戯曲に紡がれ声で語られる台詞と役者たちの身体や距離が語る言葉の重なりや乖離から、ロール達の表層や内心、さらにはそのコアの内に息づく想いに至るまでの俯瞰が生まれる。個々のロールの名前が、そのニュアンスを観る側にしたたかに囁いたりも。
美術は、それ自体としては前述のとおりタイトにイメージを定めることなく抽象的なのですが、役者たちの所作がそのなかにくっきりと主人公の心の内の座標や視座を刻み組み上げるフレキシビリティを内包していて。中央の三角形の台上のスペースに主人公が抱く想いや、不安や、慰安や、様々な事象に対する感覚が、台詞に留まらず、その所作や、さらなる身体の言葉で紡がれていく。そこに入り込んでくる他のロールの存在が、踏み入ったり、片足を台に掛けたり下ろしたりで表されたり、圧迫感や求める気持ちがスペースのエッジで演じられるのも旨いなぁと思う。

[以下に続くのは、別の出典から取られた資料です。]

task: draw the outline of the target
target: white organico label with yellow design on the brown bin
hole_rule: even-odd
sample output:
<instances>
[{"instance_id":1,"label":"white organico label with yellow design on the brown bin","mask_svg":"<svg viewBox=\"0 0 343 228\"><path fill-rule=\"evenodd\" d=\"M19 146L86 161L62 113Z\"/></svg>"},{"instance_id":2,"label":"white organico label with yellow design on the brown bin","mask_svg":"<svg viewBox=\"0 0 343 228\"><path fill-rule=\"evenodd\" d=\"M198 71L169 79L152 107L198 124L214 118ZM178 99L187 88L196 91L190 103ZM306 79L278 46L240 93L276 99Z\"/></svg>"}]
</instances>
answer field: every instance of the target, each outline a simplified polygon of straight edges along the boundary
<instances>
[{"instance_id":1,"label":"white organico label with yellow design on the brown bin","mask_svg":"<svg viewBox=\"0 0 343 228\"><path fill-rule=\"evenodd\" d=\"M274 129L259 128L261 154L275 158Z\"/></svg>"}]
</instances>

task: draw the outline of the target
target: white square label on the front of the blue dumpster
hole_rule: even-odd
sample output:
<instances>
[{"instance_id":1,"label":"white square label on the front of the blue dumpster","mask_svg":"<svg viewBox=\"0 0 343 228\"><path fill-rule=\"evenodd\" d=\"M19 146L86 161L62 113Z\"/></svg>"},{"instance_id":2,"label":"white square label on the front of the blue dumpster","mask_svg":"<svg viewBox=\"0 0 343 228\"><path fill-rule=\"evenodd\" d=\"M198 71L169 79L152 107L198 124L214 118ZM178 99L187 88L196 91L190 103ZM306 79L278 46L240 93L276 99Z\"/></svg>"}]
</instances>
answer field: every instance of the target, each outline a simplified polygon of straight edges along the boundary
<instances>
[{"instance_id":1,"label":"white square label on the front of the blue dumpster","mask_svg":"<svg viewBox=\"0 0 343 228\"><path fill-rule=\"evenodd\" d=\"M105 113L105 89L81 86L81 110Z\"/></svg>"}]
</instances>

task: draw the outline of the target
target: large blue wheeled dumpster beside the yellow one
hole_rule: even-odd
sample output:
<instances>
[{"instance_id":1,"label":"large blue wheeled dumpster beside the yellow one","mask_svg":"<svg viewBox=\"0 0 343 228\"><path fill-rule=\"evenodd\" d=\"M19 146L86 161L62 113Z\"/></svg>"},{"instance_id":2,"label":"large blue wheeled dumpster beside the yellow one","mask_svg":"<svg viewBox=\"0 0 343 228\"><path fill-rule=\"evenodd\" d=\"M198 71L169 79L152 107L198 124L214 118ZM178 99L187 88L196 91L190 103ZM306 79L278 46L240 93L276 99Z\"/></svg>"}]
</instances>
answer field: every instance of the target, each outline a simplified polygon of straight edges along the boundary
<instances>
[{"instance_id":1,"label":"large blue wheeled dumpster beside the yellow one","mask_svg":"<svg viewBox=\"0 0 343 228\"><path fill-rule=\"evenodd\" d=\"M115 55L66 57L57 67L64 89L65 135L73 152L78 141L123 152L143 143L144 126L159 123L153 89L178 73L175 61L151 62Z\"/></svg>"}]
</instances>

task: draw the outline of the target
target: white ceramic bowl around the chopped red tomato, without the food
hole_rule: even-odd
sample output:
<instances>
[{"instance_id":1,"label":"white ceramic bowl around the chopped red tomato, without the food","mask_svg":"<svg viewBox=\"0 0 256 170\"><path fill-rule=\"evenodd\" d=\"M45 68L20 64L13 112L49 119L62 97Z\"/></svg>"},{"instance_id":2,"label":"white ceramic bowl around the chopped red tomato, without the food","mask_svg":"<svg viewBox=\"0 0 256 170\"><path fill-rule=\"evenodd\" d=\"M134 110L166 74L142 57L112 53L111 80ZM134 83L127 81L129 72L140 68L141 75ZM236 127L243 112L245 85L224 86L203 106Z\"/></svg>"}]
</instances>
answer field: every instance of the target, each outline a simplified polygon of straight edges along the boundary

一方でオフィスの風景が舞台の端に置かれたり、想いと重なりきれない男との生活が中央ではなく客席と見紛うように並べられたパイプ椅子の上で不安定さとともに描かれて。シーンの一つずつが、舞台は主人公の心の構図の中で、役者たちが紡ぐ心風景として観る側を取り込んでいくのです。
舞台に刻まれる時間、なにか歯車が一つ外れそのままに動いていくような23歳、想う歪みの色や軋みの音が伝わってくるような26歳、さらにはそれでも抱き求めるものが手を離れ心を閉ざしてしまう30歳。主人公が心に抱いた「春」と現実がはみ出し、折り合い、、収め、収まらず、委ね、委ねきれず、疲弊するように、崩れるように、緩やかに、何かが手から離れていくように乖離していく。
そのことが、単なる物語の骨組みやドラマの筋立てや、語られる表層とは繫がっても重なることなく広がる心風景とその肌触りでやってくるから、観る側もその感触を物語の枠に収めきれず自らの内の時に埋もれてさえいた記憶や気づきや感性で受け止めるしかない。

30歳の「春」を殺し、「春」と繫がれた舫を解き、闇に包まれた獄のなか閉ざされた時間を渡る。その時、舞台の在り様と主人公が語るクリアな想いと諦観とその先への想いが自らの語った台詞がすっと一つに束ねられて。扉が開き解き放たれ、差し込んだ光に歩み出す主人公を、そのすべてを受け取った観る側が手放し見送って・・・。

終演。その余韻にただ圧倒され、少し落ち着くと、舞台から訪れたものが、ゆっくりと圧倒的な質量とともに処しがたく行き場のない想いとして観る側自身を染め淡々と深く心を満たしていることに気がつく。
劇場に足を踏み入れたときには不可思議に思えた舞台の形状が、もはやあからさまな心風景の具象となっていて、劇場を出るとき暫く止めてその世界に見入る。その印象は、帰りの電車の中でも、その翌日も、ずっと消えずにとどまっておりました。